I cleared my throat. I looked at Isabel. God! I wanted her to leave, because I knew exactly what they’d do after this whole uncomfortable scene ended: They would replay and reinterpret everything that happened, and they would make stuff up, too—things they thought I’d said that never came out of my mouth.
“Annie,” I began.
After that, I didn’t have any idea what to say. I just sat there staring at her. I was so lost, I even thought about the Preamble to the Constitution.
I, the people, am such a loser.
And then, thank God, Annie saved me.
“Are you feeling better this morning?” she asked.
Okay. That’s when I knew,
I looked at my hands where they rested on the table next to a mustard stain. And I thought I actually
“Yeah. I feel a lot better. How about you?”
“Good. I started reading that Hawthorne story.”
“So did I. It’s weird.”
“Yeah.”
I squeezed my fists as tight as I could. They turned white.
Time to jump.
“Annie, I am really sorry about how stupid I was. I didn’t know what I was getting myself into, but now I’m smarter, but I’m also worse off because I made you mad and I would never do anything, ever, to purposely make you mad, ’cause you’re my best friend in this whole pathetic place, so I’m really sorry and I guess I’ll go now, but I just had to tell you.”

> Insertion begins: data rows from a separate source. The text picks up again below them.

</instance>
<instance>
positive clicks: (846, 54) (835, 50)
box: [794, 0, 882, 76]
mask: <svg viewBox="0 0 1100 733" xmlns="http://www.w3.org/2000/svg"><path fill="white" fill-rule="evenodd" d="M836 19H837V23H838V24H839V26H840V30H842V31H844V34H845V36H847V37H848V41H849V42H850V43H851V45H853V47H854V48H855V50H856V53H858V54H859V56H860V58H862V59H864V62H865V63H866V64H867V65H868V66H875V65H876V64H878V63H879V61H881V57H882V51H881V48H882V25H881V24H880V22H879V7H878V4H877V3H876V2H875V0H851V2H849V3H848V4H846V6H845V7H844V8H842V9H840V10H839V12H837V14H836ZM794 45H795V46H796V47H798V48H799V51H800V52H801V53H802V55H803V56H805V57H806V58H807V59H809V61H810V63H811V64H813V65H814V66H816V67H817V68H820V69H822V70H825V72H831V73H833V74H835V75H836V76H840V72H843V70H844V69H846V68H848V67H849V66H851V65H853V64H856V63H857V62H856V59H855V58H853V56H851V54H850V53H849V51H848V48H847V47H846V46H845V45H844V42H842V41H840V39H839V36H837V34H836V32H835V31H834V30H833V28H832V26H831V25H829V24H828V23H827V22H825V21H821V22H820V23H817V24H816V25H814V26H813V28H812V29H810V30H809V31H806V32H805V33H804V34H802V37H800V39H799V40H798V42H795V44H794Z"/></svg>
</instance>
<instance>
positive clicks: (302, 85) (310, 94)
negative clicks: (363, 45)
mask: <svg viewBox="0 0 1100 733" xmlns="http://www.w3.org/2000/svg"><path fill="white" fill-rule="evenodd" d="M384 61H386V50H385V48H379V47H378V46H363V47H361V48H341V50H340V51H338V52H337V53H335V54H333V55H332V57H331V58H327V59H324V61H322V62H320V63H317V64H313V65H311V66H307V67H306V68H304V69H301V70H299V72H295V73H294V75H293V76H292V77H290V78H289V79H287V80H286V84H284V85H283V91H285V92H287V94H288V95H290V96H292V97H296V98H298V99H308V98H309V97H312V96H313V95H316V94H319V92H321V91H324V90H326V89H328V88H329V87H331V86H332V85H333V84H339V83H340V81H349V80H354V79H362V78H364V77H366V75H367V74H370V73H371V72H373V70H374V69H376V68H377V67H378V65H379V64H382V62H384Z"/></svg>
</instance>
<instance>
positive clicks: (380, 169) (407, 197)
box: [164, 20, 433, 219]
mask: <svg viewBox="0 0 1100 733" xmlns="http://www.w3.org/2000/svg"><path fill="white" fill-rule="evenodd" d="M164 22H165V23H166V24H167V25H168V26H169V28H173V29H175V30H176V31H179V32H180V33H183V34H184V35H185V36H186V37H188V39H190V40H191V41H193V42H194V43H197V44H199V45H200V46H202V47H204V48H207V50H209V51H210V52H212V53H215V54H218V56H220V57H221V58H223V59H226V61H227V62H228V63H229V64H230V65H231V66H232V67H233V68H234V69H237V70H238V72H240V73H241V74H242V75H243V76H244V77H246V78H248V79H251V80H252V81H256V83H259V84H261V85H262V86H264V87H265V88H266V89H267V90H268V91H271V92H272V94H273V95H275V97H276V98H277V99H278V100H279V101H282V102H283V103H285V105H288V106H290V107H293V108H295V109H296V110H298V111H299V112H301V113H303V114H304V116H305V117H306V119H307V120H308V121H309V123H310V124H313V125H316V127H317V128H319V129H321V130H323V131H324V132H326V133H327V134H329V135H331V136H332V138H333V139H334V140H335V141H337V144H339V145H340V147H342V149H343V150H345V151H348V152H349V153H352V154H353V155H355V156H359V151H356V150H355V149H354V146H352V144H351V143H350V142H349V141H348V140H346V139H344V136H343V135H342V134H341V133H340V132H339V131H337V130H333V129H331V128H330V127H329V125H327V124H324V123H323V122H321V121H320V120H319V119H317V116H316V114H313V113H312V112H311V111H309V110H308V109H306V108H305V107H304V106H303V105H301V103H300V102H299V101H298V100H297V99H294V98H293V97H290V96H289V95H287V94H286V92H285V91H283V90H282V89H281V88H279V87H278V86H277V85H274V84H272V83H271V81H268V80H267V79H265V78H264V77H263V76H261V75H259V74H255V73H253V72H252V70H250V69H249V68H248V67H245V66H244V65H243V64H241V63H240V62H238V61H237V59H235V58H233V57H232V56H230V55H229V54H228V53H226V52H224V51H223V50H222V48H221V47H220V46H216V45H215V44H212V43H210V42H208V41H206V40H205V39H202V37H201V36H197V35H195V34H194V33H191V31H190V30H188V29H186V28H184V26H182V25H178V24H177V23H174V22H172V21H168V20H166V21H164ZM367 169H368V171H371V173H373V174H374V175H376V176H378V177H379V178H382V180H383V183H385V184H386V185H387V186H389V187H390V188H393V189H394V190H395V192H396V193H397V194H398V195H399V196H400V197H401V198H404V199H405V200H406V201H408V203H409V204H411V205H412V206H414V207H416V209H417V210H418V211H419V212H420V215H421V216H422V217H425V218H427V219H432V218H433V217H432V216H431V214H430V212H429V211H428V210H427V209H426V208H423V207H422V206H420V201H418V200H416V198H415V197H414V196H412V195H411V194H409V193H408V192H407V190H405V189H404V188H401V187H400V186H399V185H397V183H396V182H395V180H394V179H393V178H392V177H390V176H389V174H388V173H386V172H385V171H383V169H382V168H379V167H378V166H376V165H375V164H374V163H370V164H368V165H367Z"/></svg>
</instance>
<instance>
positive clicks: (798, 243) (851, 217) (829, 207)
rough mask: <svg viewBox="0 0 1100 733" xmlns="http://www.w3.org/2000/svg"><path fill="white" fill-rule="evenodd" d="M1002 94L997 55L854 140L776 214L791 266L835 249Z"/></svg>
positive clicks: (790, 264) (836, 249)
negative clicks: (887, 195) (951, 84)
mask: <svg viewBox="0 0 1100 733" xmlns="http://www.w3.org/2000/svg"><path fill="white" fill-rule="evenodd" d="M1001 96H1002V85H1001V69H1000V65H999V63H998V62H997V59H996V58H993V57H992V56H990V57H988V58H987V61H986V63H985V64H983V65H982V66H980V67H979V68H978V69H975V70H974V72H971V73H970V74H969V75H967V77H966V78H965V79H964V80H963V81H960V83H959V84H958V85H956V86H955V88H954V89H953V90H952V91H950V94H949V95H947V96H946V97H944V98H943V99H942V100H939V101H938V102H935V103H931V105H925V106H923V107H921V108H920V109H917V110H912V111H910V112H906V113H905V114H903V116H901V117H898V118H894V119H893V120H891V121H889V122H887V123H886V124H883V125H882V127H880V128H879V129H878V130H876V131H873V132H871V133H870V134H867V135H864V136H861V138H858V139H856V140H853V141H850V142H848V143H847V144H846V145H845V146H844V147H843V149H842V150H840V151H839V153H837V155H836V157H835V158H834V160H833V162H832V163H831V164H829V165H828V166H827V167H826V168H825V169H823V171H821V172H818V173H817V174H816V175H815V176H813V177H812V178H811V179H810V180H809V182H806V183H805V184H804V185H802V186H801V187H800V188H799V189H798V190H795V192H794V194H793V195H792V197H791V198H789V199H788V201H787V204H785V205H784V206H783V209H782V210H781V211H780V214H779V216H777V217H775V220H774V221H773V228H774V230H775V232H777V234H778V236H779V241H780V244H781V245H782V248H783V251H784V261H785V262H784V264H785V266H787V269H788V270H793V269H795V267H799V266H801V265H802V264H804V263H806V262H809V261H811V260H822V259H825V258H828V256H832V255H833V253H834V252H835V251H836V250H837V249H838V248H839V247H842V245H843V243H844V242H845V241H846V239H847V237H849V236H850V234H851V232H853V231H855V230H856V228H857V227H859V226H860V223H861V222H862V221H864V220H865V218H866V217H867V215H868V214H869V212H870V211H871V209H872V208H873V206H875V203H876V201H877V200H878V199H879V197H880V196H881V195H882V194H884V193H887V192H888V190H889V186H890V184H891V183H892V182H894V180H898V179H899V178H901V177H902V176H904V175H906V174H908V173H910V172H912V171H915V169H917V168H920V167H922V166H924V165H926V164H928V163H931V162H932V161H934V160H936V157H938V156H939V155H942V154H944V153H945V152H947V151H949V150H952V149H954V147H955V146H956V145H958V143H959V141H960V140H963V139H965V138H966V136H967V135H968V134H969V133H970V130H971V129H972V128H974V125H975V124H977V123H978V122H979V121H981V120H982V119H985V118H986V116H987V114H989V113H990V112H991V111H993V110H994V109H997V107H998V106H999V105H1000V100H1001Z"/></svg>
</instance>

Zen archery of run-on-sentence apologies.
And I almost looked up to see if my chute would catch air or just flutter around up there like a giant dirty sock.
I pressed my hands on the table and started to stand.

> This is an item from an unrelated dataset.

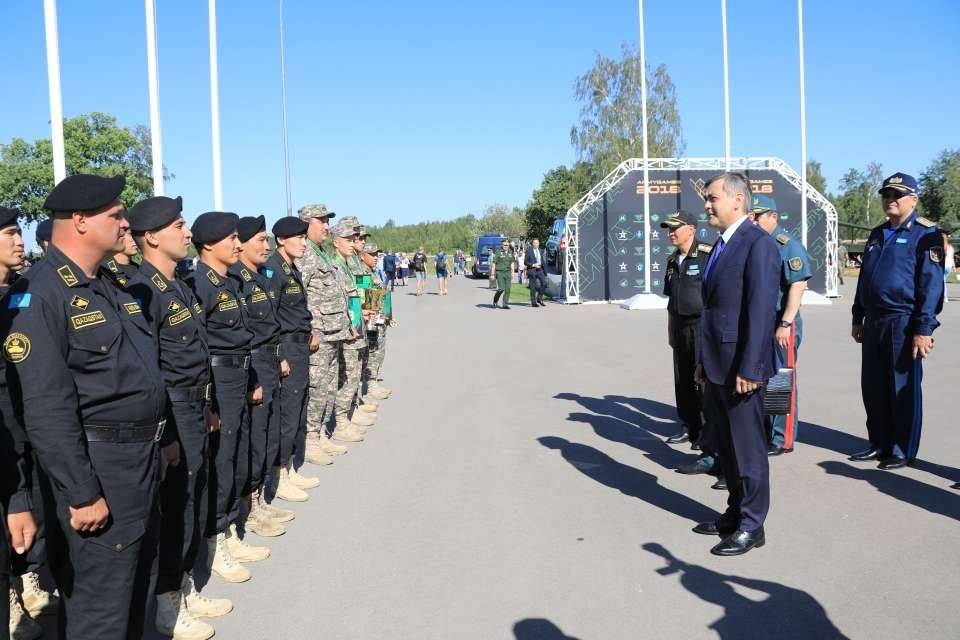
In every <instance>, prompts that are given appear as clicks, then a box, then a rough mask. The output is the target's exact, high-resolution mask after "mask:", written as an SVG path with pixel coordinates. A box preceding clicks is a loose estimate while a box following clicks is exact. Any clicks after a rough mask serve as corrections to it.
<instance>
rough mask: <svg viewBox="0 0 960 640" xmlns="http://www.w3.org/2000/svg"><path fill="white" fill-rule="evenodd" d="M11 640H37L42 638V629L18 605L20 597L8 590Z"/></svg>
mask: <svg viewBox="0 0 960 640" xmlns="http://www.w3.org/2000/svg"><path fill="white" fill-rule="evenodd" d="M9 633H10V638H11V640H38V638H42V637H43V627H41V626H40V623H39V622H37V621H36V620H34V619H33V618H31V617H30V614H29V613H27V611H26V609H24V608H23V605H22V604H21V603H20V595H19V594H18V593H17V590H16V589H14V588H13V587H11V588H10V626H9Z"/></svg>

Then she put her hand on top of mine and said, “It’s okay, West. I don’t want you to go. And I’m not mad anymore either. You were just temporarily stupid. What boy doesn’t hit that mark at least ten times a day?”
I sighed and relaxed in my seat. My leg touched hers again.
When she started to pull her hand away, I covered it with mine and squeezed. And she squeezed back.
Ryan Dean West was actually holding hands with a girl who wasn’t his mom.
People began moving around us, hefting their books and packs. The day’s first class would be starting in five minutes, but I didn’t want to move. Besides, I probably would have collapsed if I tried to stand up.
Then Isabel got up from her seat and said, “Bye, Ryan Dean. See you later, Annie.”
And, still holding on to Annie’s hand, I said, “Can we just talk later? Alone?”
“Sure.”
“Will you meet me at Stonehenge after practice?”
“You want to go for a run?”
“No.”
“Okay.”
“Okay.”
Chapter Twenty-Three
FOR CONDITIONING CLASS, WE DID tear-offs in weight lifting on Tuesdays. Tear-offs can make a guy scream if you do them right. Seanie and JP were spotting the bar and pulling off weights until I was just down to the bar and nothing else, until I couldn’t even lift the bar anymore and they had to help me just to get it back on the braces.
“Damn. Winger’s been lifting weights,” JP said.
I just lay there on the bench and rubbed my shoulders. I felt so good.
“Winger’s pumped,” Seanie said. “What’d Annie say?”
“If I told you, you’d probably make a MySite about it.”
“I already did make an Annie and Ryan Dean MySite,” Seanie said.
“Yeah, right.”
I wasn’t buying his shit anymore.
“Yeah. I did,” Seanie said. “And nothing ever happens on it.”
“Annie’s pretty hot, dude. You really not going to tell us?” JP asked. I grabbed his hand, and he lifted me up so we could trade places.
“She’s not mad at me,” I said. I matched the weights on my side to Seanie’s. Of course, at his size, JP was almost twice as strong as me. And then I added, “And we held hands, too.”
“No way!” Seanie said. “You are such a fucking loser, Ryan Dean. You’re in eleventh grade, not kinderfuckinggarten.”